Comunque, l’importante è farlo perché il nuovo ospedale è indispensabile e l’Annunziata non è più in grado di soddisfare le esigenze di questo territorio. Nel piano regionale c’è scritto che Cosenza deve avere 700 posti letto, l’Annunziata, oggi, ne ha circa 450. Colmare quel gap è essenziale per garantire ai cittadini l’assistenza cui hanno diritto. E a Vagliolise i collegamenti sono facili e, soprattutto, ci sono già.
Il policlinico all’Unical, invece, avrà bisogno di nuove infrastrutture come lo svincolo autostradale a Montalto e si dovrà fare la bretella per il collegamento con l’Università. E già oggi il traffico da e verso l’Unical è molto intenso e nelle ore di punta, le code sulla 107 sono assicurate da nord e da sud. Se ci metti un ospedale che deve servire un territorio così vasto, come si farà ad evitare ingorghi epocali? Come si arriverà al Pronto Soccorso? Per Vagliolise, questi temi sono stati affrontati e il luogo è stato ritenuto assolutamente idoneo».
I tre comuni saranno d’accordo su questa posizione riguardo l’ospedale a Vagliolise?
«Io credo non ci siano particolari contrasti. È già una scelta sovracomunale. Se avessi pensato come chi mi ha preceduto, avrei dovuto dire: potenziamo l’Annunziata, manteniamo l’ospedale nella città».
Quindi, la scelta di Vagliolise, per lei, è già da città unica?

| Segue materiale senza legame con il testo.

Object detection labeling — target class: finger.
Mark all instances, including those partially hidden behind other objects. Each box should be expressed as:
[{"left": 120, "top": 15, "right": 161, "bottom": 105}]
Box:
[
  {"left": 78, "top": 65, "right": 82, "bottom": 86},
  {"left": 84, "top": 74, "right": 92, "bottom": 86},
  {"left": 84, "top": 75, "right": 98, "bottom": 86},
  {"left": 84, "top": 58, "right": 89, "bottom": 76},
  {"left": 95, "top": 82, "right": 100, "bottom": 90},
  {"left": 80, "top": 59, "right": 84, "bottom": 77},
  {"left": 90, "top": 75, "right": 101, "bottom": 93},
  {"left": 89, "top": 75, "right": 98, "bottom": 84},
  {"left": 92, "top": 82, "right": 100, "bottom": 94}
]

«Assolutamente sì, per me la collocazione dell’ospedale a Vagliolise risponde proprio all’idea di sviluppo della città unica e dell’area vasta metropolitana. Per me la città unica è una cosa piccola. Per me l’area vasta metropolitana è la cosa più importante. I giovani vogliono novità. E vogliono anche dinamismo. Noi dobbiamo dar loro questa speranza che superando gli steccati, i campanilismi e gli egoismi riusciremo a realizzare qualcosa di utile per loro. Nella mia vita personale e professionale, io ho realizzato quello che potevo. Adesso ho dei figli che vivono e lavorano qui… ho anche una nipote e, forse, altri ne avrò. Sarei felicissimo di mettere in piedi qualcosa che consenta ai miei nipoti di poter vivere in questo territorio e di esserne orgogliosi. Questo dobbiamo fare: rendere le future generazioni orgogliose di vivere in questo territorio».
Per concludere. Qual è la prima cosa da fare con gli altri sindaci per fare in modo che questa sconfitta del sì possa generare cose positive?
«La sconfitta del sì è una sconfitta politica che va attribuita a chi ha proposto questa iniziativa. Non è una sconfitta dell’idea del progetto di città unica. Chi si siede a un tavolo, per realizzare questo percorso importante, lo deve fare libero da interessi personali, politici e elettorali. Se lo si fa con questo spirito e si mette in campo esperienza, professionalità, competenza, capacità, visione, il progetto può fare decollare quest’area e tutta la Calabria. Se, invece, ci si chiude nel recinto dei particolarismi e degli egoismi, il progetto non vedrà mai la luce e se dovesse anche passare, l’unione dei comuni servirà solo per vedere se qualche servizio rende di più o di meno alle casse comunali ma finisce lì».